Quadro: Pesquisa Datafolha (23/24 julho) no Rio de Janeiro. Cálculo da Margem de Erro de cada candidato:
Candidato | Percentual | Margem de Erro | Intervalo |
Marcelo Crivella (PRB) | 24 | 2,7 | 21,3 - 26,7 |
Jandira Fegalli (PCdoB) | 16 | 2,4 | 13,6 - 18,4 |
Eduardo Paes (PMDB) | 13 | 2,2 | 10,8 - 15,2 |
Fernando Gabeira (PV) | 7 | 1,6 | 5,4 - 8,6 |
Solange Amaral (DEM) | 5 | 1,4 | 3,6 - 6,4 |
Chico Alencar (PSOL) | 3 | 1,1 | 1,9 - 4,1 |
Molon (PT) | 2 | 0,9 | 1,1 - 2,9 |
Paulo Ramos (PDT) | 2 | 0,9 | 1,1 - 2,9 |
Vinicius Cordeiro (PTdoB) | 1 | 0,4 | 0,6 - 1,4 |
Indeciso | 10 | 1,9 | 8,1 - 11,9 |
Brancos e Nulos | 16 | 2,4 | 13,6 - 18,4 |
Na próxima coluna vamos falar sobre como os três maiores institutos de pesquisa do Brasil (Datafolha, Ibope e Vox Populli) fazem as suas pesquisa.
flavio - Parabens pelo trabalho!Eu gostaria de saber a piniao de um expert sobre se as pesquisas de opiniao em cidades de porte menor, poe ex 10 mil habitantes, poderiamos dizer que a margem de precisao de uma pesquisa é menor?Seria muito grato se pedesse tirar minha duvida.ATENCIOSAMENTE
Conrado H Duarte - Adorei esta coluna. O professor é, como não poderia deixar de ser, extremamente didático. Mais claro do que estas explicações, só desenhando. Acho ótimo que um cientista político sério e competente participe, socializando informações de interesse da totalidade do eleitorado.Só não entendo uma coisa: a Veja sempre, a exemplo de outras revistas cobre as eleições antes, durante e depois. Por que não levar a coluna para a revista também? Os eleitores que têm acesso a internet são poucos se comparados ao tamanho dos leitores da revista, acredito eu. Sendo a revista também de utilidade pública, deveria apliar o acesso a seus assinantes, aos leitores eventuais. A revista só teria a ganhar com esta coluna e nós, os eleitores, também. Parabéns professor Jairo, adorei suas explicações.
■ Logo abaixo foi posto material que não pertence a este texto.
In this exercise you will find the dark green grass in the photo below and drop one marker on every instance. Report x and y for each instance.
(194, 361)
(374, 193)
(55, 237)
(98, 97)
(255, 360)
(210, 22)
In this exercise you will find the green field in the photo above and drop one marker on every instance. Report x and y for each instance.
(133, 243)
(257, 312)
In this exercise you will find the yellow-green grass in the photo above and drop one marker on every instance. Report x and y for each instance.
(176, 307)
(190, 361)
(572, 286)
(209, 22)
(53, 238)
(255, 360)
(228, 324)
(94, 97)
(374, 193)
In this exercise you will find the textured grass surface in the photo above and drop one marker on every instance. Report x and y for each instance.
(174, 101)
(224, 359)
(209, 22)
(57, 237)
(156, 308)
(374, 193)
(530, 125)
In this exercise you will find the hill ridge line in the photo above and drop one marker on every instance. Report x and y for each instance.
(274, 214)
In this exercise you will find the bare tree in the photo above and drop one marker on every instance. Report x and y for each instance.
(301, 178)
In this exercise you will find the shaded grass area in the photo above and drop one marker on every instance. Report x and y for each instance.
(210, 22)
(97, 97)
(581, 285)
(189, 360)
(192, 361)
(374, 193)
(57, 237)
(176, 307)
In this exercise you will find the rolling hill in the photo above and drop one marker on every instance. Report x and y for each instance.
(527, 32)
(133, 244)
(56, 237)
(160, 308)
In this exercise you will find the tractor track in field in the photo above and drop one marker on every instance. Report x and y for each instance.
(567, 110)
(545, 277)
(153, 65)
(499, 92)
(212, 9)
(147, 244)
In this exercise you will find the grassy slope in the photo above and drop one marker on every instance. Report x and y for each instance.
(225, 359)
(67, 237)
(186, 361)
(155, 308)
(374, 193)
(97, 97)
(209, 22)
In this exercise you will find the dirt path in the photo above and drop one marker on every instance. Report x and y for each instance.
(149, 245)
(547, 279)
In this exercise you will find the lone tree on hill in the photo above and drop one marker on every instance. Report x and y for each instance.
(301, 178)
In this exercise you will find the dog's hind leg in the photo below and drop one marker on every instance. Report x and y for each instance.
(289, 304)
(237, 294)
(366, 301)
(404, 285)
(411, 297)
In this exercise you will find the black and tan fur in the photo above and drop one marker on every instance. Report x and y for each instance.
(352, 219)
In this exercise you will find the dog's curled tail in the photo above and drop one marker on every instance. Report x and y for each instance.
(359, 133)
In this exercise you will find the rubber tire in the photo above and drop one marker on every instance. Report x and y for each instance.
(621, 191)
Estarei aqui aguardando seus comentários sobre os institut
batista cruz - jairo, pq vc nao coloca as respostas das perguntas na rede? seria por demais interessante para todos nos que nos interessamos por pesquisas eleitorais. mas a sua coluna está esclarecedora. sou jornalista e passei, como todos leitores de veja, uma otima opção para analisar as pesquisas que nos sao apresentadas. parabens
L. Miloski - Parabéns Jairo. Você conseguiu se apropriar deste espaço por meio de um conteúdo esclarecedor e de fácil compreensão.Uma coluna como esta na revista impressa seria altamente bem recebida.Deixo aí a minha dica.
Fabio de Carvalho - Interessante. Mas o tamanho relativo da amostra em relação à população total não influencia a PROBABILIDADE de a distribuição real estar realmente dentro da margem de erro?
antonio josé - MUITO EFICIENTE A ANALOGIA MAS GOSTARIA DE SABER SE DEVIDO AOS CHAMADOS "CURRAIS ELEITORAIS"NÃO PODEM APARECER SURPRESAS COMO O FENOMENO "GLAUBER" EM NOVA FRIBURGO OU O DO PIPOQUEIRO DE SÃO FIDELIS
Gabriel - Compreendi, através deste quadro, que a mergem de erro varia para cada candidato. Porque os institutos anunciam um único valor para margem de erro?
Sonia - Ótima explicação. Pareceu-me, portanto, que pesquisas sérias por amostragem devem considerar um número mínimo de 1000 eleitores para que a margem de erro não seja tão grande. Os institutos obedecem este critério? Outra pergunta: as amostras são aleatórias ou seguem critérios?